По приезде мы не направились сразу в дом родителей Алекса, как я предполагала. Сначала мы зарегистрировались в большом старом отеле, расположенном прямо на озере Эри в самом сердце парка развлечений «Сидер Пойнт». Алекс быстро решил вопрос с нашим размещением. Желание остановиться в отеле удивило меня, но Алекс лишь усмехнулся, заметив немой вопрос в моих глазах. Потом мы взяли наши сумки и отправились в номер люкс с видом на воду.

– Если собираешься посетить парк, лучше остановиться прямо на его территории, – объяснил Алекс.

Я навострила уши, улавливая грохот американских горок:

– А мы собираемся в парк?

– Уж не думаешь ли ты, что я притащил тебя сюда не ради того, чтобы прокатить на самых высоких и самых быстрых американских горках в стране?

Я рассмеялась:

– Думаю, нет.

Растянувшись на кровати, он подозвал меня к себе, обольстительно надув губы.

– Давай опробуем этот матрас.

– Разве мы не должны отправиться в дом твоих родителей?

– Не раньше воскресенья.

Я подошла к кровати, но не позволила Алексу притянуть меня к себе.
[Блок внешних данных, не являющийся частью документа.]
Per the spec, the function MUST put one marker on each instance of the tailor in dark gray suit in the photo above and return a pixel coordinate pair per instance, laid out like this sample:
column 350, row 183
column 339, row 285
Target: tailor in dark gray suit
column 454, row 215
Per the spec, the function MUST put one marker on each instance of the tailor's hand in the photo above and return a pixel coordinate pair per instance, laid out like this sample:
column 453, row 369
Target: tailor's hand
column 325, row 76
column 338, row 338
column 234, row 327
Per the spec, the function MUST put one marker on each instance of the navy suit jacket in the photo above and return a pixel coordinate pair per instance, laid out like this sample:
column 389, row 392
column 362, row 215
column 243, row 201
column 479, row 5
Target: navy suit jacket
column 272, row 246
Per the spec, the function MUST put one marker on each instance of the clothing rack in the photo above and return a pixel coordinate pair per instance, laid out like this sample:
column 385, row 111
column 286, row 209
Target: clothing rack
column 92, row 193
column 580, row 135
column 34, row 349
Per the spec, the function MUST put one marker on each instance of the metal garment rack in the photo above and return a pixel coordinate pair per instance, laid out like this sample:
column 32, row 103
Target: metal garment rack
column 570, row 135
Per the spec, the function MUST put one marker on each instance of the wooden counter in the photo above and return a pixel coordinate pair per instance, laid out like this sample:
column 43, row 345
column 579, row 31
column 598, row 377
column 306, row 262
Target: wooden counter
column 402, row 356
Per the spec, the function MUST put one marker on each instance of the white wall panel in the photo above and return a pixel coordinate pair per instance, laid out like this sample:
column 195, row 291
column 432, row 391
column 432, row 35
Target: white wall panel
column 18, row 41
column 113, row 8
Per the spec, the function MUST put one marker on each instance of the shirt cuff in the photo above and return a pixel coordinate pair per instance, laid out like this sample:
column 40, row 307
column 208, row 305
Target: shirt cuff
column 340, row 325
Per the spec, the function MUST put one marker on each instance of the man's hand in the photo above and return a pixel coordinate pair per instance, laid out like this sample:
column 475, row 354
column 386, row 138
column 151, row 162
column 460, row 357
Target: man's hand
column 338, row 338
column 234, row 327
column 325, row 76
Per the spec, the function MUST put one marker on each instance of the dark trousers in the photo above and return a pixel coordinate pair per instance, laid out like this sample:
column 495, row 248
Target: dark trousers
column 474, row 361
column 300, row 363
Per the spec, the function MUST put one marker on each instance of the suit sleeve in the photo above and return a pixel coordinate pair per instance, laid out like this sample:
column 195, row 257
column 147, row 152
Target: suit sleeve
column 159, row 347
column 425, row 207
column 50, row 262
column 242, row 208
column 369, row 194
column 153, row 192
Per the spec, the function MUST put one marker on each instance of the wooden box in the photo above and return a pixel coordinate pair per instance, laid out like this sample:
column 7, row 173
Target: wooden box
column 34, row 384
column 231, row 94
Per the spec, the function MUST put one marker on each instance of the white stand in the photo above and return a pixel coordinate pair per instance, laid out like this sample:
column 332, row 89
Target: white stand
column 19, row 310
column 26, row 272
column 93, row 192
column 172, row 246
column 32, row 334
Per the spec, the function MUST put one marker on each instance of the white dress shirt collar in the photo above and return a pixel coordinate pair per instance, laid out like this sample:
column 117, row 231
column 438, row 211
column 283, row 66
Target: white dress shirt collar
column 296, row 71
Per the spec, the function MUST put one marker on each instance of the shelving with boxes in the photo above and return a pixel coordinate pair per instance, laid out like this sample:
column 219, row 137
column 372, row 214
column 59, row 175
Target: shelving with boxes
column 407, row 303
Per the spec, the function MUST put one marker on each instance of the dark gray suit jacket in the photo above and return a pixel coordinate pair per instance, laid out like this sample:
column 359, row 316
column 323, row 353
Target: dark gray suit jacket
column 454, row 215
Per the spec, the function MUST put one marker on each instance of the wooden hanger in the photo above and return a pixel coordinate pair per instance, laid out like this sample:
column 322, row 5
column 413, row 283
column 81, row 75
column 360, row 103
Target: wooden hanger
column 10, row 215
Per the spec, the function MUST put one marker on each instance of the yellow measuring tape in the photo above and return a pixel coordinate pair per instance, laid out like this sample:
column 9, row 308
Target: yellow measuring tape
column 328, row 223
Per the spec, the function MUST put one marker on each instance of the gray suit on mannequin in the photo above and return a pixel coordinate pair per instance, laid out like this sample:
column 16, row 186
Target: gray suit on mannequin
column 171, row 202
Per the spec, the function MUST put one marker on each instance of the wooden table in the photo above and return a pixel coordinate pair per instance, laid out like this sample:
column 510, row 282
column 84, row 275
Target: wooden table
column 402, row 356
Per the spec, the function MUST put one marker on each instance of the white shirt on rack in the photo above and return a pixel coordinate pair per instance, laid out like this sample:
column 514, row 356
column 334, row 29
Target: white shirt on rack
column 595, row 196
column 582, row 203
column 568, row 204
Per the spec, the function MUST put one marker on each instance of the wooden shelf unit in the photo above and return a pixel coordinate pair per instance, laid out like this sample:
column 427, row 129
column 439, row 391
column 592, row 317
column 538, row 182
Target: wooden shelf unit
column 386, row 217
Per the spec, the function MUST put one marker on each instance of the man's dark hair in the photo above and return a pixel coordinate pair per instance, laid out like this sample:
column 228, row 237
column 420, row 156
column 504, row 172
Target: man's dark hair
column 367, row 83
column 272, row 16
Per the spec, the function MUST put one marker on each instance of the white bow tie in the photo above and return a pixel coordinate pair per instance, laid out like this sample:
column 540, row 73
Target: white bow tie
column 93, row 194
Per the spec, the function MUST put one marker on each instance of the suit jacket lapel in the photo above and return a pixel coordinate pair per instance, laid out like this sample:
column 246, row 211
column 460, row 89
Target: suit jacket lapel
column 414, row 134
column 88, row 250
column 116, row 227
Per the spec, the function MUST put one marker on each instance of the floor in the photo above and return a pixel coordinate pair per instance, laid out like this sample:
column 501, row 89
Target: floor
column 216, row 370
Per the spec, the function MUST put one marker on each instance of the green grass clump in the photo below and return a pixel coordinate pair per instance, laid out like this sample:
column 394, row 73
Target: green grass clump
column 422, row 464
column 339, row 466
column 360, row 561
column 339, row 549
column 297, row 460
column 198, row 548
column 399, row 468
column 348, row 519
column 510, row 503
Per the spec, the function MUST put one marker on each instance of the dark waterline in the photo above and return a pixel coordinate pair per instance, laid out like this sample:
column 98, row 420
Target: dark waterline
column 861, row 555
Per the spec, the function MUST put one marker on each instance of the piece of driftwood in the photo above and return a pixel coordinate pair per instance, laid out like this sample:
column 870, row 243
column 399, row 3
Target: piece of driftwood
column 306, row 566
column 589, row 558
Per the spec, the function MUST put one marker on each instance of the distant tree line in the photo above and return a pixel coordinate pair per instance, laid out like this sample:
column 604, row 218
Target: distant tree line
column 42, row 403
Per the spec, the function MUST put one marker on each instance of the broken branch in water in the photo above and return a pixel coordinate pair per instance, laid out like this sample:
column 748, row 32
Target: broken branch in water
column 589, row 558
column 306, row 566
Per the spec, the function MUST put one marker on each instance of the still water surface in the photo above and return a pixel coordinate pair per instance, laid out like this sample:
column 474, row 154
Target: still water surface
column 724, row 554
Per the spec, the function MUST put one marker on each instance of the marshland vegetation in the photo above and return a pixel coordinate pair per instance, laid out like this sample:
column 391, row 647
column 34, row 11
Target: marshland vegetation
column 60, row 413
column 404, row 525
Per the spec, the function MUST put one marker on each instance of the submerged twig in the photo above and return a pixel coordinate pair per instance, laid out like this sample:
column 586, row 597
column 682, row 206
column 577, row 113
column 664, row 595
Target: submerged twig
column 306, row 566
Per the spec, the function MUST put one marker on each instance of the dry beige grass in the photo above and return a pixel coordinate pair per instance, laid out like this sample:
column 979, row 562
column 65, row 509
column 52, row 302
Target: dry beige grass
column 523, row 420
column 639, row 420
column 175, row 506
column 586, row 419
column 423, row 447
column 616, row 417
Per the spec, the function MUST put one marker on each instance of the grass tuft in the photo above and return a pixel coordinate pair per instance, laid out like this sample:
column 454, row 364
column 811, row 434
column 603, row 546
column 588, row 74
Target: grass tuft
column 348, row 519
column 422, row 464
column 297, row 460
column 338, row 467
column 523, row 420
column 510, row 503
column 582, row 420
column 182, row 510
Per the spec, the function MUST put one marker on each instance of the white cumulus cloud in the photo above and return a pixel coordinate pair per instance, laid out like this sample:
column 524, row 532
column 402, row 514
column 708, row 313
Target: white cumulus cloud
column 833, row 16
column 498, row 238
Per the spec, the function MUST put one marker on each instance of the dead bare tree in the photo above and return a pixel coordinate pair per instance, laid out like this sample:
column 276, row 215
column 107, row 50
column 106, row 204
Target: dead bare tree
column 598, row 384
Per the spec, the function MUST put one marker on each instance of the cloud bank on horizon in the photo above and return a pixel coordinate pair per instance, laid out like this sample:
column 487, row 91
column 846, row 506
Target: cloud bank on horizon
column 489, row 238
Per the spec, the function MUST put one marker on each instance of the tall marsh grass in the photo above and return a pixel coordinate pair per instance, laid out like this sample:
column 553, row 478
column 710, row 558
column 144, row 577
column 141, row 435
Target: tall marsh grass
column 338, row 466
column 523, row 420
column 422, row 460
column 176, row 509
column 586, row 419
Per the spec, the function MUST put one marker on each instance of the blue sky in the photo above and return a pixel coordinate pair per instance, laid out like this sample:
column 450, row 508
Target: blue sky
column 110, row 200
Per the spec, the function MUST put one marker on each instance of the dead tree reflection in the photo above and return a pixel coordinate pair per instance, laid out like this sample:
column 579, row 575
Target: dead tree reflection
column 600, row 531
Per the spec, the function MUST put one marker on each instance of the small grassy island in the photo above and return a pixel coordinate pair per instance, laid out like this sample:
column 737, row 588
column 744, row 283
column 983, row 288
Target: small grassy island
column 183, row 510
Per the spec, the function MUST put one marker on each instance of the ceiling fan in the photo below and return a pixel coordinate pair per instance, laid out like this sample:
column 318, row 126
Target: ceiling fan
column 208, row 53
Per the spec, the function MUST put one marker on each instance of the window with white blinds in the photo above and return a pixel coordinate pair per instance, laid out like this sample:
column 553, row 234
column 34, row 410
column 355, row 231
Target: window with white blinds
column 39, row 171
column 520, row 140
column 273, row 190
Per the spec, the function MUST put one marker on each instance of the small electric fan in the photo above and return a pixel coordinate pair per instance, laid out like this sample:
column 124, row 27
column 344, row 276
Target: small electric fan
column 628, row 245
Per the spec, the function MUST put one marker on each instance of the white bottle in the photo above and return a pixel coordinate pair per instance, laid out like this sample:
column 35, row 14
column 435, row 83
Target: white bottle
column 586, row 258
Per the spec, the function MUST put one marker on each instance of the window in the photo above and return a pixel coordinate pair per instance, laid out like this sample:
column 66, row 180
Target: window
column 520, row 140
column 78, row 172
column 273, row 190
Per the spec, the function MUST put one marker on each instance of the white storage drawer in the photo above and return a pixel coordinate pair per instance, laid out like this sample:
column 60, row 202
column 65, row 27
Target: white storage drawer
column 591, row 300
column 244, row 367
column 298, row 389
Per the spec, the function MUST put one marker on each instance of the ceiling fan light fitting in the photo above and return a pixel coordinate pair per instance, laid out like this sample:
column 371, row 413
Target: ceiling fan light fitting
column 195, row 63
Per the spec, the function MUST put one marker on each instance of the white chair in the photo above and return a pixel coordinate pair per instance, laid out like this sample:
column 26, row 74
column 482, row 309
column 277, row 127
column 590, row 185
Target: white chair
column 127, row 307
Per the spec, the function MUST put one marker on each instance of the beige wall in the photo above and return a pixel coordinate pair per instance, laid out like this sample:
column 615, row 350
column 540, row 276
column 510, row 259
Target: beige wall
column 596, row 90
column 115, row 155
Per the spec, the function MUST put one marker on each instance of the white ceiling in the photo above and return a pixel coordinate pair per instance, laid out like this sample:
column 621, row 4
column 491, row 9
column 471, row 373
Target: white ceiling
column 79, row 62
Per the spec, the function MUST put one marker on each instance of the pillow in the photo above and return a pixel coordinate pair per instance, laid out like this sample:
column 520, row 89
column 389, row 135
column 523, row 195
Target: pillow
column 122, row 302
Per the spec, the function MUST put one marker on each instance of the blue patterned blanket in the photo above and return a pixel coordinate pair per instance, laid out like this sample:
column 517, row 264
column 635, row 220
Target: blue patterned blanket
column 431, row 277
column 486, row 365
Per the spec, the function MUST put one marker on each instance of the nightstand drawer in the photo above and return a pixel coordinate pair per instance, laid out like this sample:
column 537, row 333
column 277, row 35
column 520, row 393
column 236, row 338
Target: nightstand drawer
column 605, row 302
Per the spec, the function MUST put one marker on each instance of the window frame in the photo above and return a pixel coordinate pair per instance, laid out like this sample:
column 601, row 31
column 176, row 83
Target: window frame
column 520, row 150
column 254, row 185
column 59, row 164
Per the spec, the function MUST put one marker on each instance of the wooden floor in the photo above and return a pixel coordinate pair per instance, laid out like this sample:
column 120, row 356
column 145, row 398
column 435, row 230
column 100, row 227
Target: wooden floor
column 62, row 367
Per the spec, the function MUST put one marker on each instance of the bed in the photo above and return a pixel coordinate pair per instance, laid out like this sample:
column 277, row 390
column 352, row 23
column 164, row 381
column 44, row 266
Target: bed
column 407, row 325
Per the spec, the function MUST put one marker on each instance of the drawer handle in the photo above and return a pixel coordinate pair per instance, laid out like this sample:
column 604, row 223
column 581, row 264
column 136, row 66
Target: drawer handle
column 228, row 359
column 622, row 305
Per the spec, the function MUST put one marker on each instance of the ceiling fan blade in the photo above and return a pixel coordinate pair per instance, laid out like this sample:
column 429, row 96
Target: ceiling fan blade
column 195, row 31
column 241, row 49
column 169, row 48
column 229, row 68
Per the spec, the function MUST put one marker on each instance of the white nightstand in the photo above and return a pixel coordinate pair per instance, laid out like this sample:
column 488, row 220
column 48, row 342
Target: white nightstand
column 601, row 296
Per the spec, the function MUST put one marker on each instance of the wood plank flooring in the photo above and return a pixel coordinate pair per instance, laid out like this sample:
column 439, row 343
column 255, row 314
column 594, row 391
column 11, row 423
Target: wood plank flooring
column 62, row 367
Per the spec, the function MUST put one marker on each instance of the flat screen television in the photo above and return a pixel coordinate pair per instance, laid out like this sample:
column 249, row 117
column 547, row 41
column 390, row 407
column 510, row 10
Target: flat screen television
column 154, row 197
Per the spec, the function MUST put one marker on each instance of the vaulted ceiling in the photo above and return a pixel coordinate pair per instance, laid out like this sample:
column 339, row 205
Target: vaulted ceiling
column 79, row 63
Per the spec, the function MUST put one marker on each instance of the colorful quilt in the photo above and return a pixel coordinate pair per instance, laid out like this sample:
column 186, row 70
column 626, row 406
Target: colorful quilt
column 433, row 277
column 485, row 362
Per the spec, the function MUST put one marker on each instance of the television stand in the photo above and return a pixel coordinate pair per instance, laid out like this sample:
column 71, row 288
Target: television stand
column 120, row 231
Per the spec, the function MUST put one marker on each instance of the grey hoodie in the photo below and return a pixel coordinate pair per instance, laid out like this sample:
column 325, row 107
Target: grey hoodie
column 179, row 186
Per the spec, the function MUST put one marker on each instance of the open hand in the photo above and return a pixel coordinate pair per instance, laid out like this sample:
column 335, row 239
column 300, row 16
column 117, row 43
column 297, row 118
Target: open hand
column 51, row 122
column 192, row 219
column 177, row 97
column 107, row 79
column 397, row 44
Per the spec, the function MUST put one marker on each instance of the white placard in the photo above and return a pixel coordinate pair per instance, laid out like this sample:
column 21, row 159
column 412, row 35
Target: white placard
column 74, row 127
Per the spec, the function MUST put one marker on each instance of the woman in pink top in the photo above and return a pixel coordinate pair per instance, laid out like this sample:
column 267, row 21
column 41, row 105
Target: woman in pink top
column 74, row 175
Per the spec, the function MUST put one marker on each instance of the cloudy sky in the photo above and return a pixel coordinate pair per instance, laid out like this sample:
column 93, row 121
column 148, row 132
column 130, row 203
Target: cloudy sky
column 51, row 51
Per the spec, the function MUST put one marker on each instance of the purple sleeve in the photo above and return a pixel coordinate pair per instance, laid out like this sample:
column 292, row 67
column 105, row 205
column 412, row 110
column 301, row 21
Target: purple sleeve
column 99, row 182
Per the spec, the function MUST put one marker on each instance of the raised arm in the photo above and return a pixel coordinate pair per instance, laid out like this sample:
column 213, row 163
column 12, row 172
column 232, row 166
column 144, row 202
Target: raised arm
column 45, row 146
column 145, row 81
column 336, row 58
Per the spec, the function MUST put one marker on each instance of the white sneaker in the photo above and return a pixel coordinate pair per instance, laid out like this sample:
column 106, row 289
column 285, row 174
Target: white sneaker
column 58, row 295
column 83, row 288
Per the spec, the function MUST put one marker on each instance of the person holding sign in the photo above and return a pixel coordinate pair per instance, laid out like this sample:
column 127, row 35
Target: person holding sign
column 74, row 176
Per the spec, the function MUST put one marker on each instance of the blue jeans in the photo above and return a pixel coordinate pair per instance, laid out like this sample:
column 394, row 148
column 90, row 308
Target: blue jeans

Мы оба понимали, что сопротивляться я буду скорее для виду, не более того. Я сложила руки на груди.

– Я действительно не хочу ездить на американских горках со стекающим по бедрам твоим «соком любви».

Алекс состроил гримаску:

– Ты та-а-а-акая классная!

– Я серьезно.

Он вздохнул, приняв обиженный вид:

– Могу я хотя бы поласкать тебя языком, пока ты сама не истечешь любовными соками мне на лицо?

– Только если ты их смоешь сразу после этого, – с притворной строгостью отозвалась я.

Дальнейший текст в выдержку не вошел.